During 2013 (the last year we have the numbers for) there were just 95 new MDR-TB cases notified in the U.S. (as opposed to an estimated 480,000 worldwide, which itself is almost certainly a gross under-estimation), and Dan Hasler reports that they sell pills for about 40 U.S. MDR patients each year. Given that cycloserine is used over a full two years, we can halve that original treatment cost of $36,500 (to $18,250) to give us an approximate annual cost per patient, and we can then multiply this by 40 patients – which gives us a rough annual turnover for Chao for this drug of $1,460,000 – so let’s call it one-and-a half million dollars.

But Chao took the drug on back in 2007, and so have been manufacturing it for eight years during which time they say they’ve lost $10,000,000 on the drug. So let’s see: 8 years x $1,460,000 = $11,680,000 (let’s call this 11 million). So they’ve taken $11 million in sales and still lost $10 million in the last eight years… it really must have been a no-brainer to see the back of the thing, because given these numbers it surely must be a very expensive drug to produce. In fact even now it looks like, having doubled their earlier price, they will still only just be breaking even on the drug!

But is it really that expensive to manufacture?

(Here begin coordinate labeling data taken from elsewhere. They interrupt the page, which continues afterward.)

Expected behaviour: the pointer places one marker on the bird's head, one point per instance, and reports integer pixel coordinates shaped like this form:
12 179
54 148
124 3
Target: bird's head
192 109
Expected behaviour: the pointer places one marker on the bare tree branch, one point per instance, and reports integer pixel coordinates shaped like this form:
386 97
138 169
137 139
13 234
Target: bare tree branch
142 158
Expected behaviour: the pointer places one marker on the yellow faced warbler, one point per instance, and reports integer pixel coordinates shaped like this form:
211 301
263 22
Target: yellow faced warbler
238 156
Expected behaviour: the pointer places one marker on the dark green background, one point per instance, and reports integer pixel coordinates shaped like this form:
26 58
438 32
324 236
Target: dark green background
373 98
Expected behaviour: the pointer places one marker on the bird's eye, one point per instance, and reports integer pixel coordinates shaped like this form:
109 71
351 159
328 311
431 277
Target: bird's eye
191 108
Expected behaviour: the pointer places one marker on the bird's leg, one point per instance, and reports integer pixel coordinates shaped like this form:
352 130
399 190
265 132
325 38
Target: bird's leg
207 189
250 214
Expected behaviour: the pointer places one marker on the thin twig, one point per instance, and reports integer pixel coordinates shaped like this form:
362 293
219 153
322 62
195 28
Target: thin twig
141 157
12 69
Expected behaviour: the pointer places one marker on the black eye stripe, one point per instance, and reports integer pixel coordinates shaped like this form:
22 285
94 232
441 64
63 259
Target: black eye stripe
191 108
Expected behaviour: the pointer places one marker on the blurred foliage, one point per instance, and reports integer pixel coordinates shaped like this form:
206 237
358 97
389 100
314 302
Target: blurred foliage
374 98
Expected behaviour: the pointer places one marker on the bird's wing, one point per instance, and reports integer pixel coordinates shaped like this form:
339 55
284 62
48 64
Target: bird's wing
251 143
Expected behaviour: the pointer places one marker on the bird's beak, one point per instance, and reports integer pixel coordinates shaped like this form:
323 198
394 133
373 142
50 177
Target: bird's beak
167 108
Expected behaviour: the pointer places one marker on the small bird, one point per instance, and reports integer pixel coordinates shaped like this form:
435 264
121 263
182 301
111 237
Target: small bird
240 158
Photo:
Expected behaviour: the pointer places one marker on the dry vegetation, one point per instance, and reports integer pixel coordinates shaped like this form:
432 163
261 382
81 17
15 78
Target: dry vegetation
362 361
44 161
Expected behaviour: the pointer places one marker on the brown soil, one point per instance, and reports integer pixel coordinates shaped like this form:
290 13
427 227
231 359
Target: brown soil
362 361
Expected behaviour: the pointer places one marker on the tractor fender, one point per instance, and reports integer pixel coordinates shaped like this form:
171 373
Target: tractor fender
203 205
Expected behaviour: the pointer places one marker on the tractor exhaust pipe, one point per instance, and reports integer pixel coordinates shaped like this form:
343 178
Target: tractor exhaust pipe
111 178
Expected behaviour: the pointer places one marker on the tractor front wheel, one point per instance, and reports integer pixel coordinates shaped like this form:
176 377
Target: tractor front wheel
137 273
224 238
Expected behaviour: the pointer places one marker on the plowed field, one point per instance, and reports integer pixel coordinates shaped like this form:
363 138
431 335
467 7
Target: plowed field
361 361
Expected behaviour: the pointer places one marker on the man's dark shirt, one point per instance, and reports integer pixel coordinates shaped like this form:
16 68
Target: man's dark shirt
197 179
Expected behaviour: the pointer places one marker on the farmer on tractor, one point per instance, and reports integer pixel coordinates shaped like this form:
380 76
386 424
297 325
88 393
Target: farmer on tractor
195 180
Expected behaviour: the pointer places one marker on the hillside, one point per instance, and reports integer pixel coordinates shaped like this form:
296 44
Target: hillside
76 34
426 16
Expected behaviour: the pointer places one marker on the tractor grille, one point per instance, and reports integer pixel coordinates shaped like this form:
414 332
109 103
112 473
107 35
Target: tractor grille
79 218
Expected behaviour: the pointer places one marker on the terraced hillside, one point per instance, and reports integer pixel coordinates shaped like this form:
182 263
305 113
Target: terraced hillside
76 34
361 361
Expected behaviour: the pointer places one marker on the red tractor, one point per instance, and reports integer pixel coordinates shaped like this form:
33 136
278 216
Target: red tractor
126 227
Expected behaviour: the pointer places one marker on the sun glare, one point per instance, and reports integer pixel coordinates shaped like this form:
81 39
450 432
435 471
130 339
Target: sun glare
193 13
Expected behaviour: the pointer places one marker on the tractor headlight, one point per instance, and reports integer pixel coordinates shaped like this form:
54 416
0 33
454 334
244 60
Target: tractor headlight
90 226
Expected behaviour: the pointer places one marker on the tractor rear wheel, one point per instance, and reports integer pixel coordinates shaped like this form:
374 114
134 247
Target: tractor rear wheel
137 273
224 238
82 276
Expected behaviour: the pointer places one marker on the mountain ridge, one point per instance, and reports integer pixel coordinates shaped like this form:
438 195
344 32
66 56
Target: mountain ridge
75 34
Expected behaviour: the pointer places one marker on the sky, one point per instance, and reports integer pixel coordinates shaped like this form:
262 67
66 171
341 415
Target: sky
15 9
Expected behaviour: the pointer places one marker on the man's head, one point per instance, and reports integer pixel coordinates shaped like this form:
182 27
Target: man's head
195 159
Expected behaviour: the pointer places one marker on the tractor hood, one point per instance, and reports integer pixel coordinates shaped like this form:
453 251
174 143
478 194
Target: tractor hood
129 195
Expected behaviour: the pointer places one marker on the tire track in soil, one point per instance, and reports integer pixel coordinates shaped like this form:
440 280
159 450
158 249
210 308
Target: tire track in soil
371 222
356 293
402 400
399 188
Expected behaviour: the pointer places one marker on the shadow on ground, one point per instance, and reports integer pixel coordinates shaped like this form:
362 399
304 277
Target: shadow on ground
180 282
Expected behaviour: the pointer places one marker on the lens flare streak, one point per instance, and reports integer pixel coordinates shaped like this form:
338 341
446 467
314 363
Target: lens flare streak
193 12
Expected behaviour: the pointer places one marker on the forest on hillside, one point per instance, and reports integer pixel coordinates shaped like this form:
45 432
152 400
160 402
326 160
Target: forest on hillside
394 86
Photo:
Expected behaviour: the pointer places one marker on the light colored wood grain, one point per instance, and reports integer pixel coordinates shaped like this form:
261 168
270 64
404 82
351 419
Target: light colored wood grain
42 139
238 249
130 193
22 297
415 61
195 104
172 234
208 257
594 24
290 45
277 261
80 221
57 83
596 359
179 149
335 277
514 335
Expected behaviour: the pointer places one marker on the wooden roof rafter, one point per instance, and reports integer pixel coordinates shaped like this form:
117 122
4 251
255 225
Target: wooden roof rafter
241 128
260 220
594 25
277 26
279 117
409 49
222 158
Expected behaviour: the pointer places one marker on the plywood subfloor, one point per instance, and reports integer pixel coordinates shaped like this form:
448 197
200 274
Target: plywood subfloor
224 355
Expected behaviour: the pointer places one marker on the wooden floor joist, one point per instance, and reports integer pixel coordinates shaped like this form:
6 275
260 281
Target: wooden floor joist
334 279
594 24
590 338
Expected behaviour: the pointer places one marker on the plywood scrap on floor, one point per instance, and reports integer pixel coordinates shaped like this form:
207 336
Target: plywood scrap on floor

You’ll recall that Lilly transferred manufacturing rights and expertise to generic manufacturers in India, China and South Africa. So what sort of prices are now being charged by manufacturers in these countries? Well, as of today, here in the UK, you could buy a single box of 30 tablets of cycloserine online, imported into the UK by a Canadian company but manufactured by Mcleod Pharmaceuticals in Mumbai, for £120 (or around $200). But hang on – Purdue reckon they can barely clear their costs unless they charge $1,050 for the same amount of tablets (and our rough calculations based on their own numbers confirm this…).

Well of course there are two factors at play here that do complicate things a little. One is the bulk size of batch manufacture. Mcleod will surely be manufacturing an awful lot more tablets than Purdue. But in this case surely it would simply make infinitely more sense to just import the drug from abroad, rather than have it produced at all in America for so few patients at such high cost.

But of course there are also the costs of obtaining American regulatory approvals. This sounds like it could be expensive, but would they really be so high given that Mcleod’s tablets are already approved by both the WHO’s Expert Review Panel and its Stringent Regulatory Authority and that the drug itself was awarded FDA approval back in 1964 thanks to Eli Lilly? It seems highly unlikely.

But here’s the real kicker. The WHO’s Green Light Committee’s Global Drug Facility (GDF), which has been ordering second-line TB drugs in batches that have been small enough for them to have been seriously criticised for having been inefficient and uneconomical, pays just $0.14 for each tablet. Yes – less than a quarter of a dollar – or more than a two-hundredth of the new price being set by Purdue. So the GDF can buy a two-year course of cycloserine for a patient in South Africa for $310, while the same number of tablets in the U.S. cost $76,650.

Globalisation anyone?

You have to wonder what the hell the word really means since normal economic principles of supply and demand don’t seem to operate any more – especially as two huge global trading treaties are currently being negotiated (TTIP and TPP), both of which are being heavily lobbied by the pharmaceutical industry. The fact that much of the secret negotiations involve agreeing international principles of intellectual property rights (i.e. patents, which have huge implications for the prices of drugs anywhere), and given the industry’s self-evident capacity for outrageous greed, this should concern all of us anywhere.